It appears from Article 39 that the velocity of a plane wave of air is the same as that of a wave in a cylinder: and it appears from Article 50 that the velocity of a divergent wave is sensibly the same as that of a wave in a cylinder.

64. Methods used for determining the velocity of Sound.

In the greatest part of the experiments, the observations have been those of the flash and the report of a distant cannon. The flash, and the first disturbance. of air by the emission of gas, occur so nearly or exactly at the same instant, that no sensible error arises from the difference in the nature of these two phenomena. The same observer observes both phenomena with the same watch or clock; and, if the distance of the gun be several miles, there is ample time for the observer to write down the observation of the flash before preparing himself for the observation of the sound. All these circumstances are very advantageous. The gun is usually pointed towards the observer, and it seems probable that this circumstance may slightly accelerate the pulse of air in the beginning of its course, but possibly by a few feet only, corresponding to an imperceptible error of time.
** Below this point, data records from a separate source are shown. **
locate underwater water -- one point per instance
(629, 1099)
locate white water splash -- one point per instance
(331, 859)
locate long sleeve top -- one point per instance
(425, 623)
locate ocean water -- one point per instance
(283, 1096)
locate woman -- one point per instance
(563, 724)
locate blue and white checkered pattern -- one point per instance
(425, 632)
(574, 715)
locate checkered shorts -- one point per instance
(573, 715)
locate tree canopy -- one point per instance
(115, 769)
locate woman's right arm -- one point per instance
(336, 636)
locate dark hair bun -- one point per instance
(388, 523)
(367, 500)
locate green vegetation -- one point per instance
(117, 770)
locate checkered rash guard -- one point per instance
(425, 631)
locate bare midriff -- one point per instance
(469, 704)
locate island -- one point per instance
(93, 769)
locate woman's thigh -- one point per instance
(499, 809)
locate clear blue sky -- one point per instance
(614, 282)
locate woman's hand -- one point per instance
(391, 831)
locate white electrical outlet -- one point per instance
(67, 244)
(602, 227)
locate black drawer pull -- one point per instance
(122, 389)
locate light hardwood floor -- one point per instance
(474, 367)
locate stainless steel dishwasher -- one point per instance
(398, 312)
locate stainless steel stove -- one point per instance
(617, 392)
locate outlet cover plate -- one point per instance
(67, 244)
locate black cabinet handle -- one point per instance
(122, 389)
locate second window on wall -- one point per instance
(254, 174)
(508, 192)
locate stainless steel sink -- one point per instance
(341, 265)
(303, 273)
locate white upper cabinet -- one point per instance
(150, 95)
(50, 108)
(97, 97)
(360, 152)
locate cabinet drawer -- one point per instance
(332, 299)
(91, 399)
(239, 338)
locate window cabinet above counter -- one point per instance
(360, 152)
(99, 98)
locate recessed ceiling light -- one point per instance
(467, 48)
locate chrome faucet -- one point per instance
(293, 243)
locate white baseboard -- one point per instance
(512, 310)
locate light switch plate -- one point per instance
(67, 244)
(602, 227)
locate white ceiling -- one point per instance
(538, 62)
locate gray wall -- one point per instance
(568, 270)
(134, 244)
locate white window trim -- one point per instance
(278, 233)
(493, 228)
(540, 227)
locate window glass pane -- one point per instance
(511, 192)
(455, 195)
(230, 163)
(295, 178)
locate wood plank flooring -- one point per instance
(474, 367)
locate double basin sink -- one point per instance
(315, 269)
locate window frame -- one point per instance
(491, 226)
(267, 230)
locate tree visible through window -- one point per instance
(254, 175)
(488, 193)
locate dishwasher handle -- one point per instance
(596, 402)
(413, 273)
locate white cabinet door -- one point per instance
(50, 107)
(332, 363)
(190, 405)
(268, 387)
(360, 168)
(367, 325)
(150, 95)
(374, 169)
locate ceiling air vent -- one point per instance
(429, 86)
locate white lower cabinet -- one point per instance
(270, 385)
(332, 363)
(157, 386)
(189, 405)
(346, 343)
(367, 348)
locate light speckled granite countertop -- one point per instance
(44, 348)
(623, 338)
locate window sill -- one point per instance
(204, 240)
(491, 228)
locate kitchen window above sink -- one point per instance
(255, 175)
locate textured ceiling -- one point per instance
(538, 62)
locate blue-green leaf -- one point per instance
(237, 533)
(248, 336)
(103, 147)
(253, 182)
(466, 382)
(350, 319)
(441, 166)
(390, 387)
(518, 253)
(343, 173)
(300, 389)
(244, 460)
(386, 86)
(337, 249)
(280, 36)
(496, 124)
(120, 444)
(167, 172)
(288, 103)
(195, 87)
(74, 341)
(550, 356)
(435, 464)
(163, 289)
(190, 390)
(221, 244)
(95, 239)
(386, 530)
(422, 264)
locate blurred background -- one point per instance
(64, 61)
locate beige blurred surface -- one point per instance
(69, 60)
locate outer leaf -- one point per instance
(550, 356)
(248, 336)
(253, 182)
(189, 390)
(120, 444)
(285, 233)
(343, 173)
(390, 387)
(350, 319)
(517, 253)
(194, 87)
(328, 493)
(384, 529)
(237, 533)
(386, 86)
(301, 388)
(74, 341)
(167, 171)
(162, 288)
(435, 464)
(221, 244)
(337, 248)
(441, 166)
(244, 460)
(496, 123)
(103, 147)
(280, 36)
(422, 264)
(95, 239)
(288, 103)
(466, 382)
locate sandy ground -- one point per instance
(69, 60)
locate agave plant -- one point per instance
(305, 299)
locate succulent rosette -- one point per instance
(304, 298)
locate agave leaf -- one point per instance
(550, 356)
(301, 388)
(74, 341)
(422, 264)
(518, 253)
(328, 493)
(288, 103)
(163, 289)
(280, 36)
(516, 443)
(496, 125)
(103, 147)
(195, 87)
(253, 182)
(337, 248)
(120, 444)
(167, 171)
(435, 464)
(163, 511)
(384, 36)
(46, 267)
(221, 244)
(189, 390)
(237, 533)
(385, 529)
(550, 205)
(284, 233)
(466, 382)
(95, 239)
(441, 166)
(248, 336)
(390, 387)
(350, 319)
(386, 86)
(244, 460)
But there is a physiological circumstance, the effects of which have hitherto escaped notice, but which probably produces a sensible error; it is, that two different senses (sight and hearing) are employed in the observation of the two phenomena, and we are not certain that impressions are received on them with equal speed. Indeed we believe that the perception of sound is slower by a measurable quantity, perhaps 0.2, than the per

ception of light; and this may affect the result with an error amounting to some hundreds of feet.

We should much prefer a plan of observation in which two observers observed, in the same manner, the time of the sound passing two stations. By using signals given reciprocally from two stations beyond both the observing stations, it will be easy to obtain a result for the time of passage of the sound, independent of the habits of each observer, independent of the difference of the indications of their time-keepers, and independent of the velocity of the wind. (The reader will verify this without difficulty, by putting algebraical symbols for the different elements just mentioned; when it will be found that, on taking the mean of the two apparent times occupied by the passage of sound, according as the gun at first station or at second station is used, those elements disappear.) A process of this kind is employed in the measurement of higher velocities, as the velocity of the galvanic current in a telegraph-wire.
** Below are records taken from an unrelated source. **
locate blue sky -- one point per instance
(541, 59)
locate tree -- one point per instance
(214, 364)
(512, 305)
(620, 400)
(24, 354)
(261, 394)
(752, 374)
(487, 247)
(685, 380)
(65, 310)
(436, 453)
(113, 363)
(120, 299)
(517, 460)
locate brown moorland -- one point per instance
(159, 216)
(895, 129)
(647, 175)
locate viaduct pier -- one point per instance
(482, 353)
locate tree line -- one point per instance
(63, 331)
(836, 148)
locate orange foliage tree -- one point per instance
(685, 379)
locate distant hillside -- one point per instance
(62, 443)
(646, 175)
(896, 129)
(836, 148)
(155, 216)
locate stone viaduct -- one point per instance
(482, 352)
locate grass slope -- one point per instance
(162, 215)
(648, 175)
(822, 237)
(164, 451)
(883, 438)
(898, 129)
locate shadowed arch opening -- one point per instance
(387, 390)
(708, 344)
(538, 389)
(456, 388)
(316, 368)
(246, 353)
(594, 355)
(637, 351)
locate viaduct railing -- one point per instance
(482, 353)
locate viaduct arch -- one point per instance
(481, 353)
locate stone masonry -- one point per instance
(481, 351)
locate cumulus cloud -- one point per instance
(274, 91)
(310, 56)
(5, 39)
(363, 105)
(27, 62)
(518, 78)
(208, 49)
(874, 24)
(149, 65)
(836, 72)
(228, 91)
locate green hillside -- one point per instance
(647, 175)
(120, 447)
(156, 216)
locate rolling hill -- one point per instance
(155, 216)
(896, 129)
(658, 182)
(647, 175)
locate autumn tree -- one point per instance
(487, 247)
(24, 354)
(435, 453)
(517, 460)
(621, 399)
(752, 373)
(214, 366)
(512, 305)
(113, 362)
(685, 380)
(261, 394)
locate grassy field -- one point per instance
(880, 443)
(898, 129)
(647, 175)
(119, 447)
Difficulties have sometimes been experienced, by persons not familiar with astronomical practices, in the estimation of fractions of a second of time. To avoid these, a timepiece was employed in the Dutch experiments to be mentioned below (perhaps, on the whole, the best which had been made before those of M. · Regnault) in which the motion, being regulated by a pendulum revolving in a conical form, was free from the jerks of a common clock, and the index could be stopped at any fraction of a second.

A most elaborate series of experiments by M. V. Regnault is published in the Mémoires de l'Académie des Sciences, tome XXXVII., occupying 575 pages. The most important were made in tubes prepared for conveyance of gas and water in the neighbourhood of Paris: these tubes varied in diameter from 0·108 mètre to 1.10 mètre, and in length from 961 to 4886 mètres. The general principle in all was, to cover the near end of the tube with a firm plate (excepting in some early experiments), in which was a hole through which a pistol barrel was thrust; and a charge of powder, or somotimes a large percussion cap, was fired. The distant end of the tube was covered with a sheet of caoutchouc, which was made to tremble by the shock of the airwave: sometimes it produced a reflexion to the firm plate, and from it to the caoutchouc again, &c. The pistol-explosion broke a galvanic circuit, and the trembling of the caoutchouc restored it: and these galvanic effects were registered upon a revolving barrel, on which were also registered the beats of a clock and the vibrations of a tuning-fork. In some experiments, laminæ of caoutchouc were applied to apertures in the sides of the tube at different distances. Finally, experiments were made in the same way without tubes, using the explosion of a heavy cannon. Experiments were also made on the velocity of sound through air of different densities, and through various gases. These, we believe, are the only experiments in which there has been no reference to human nerves.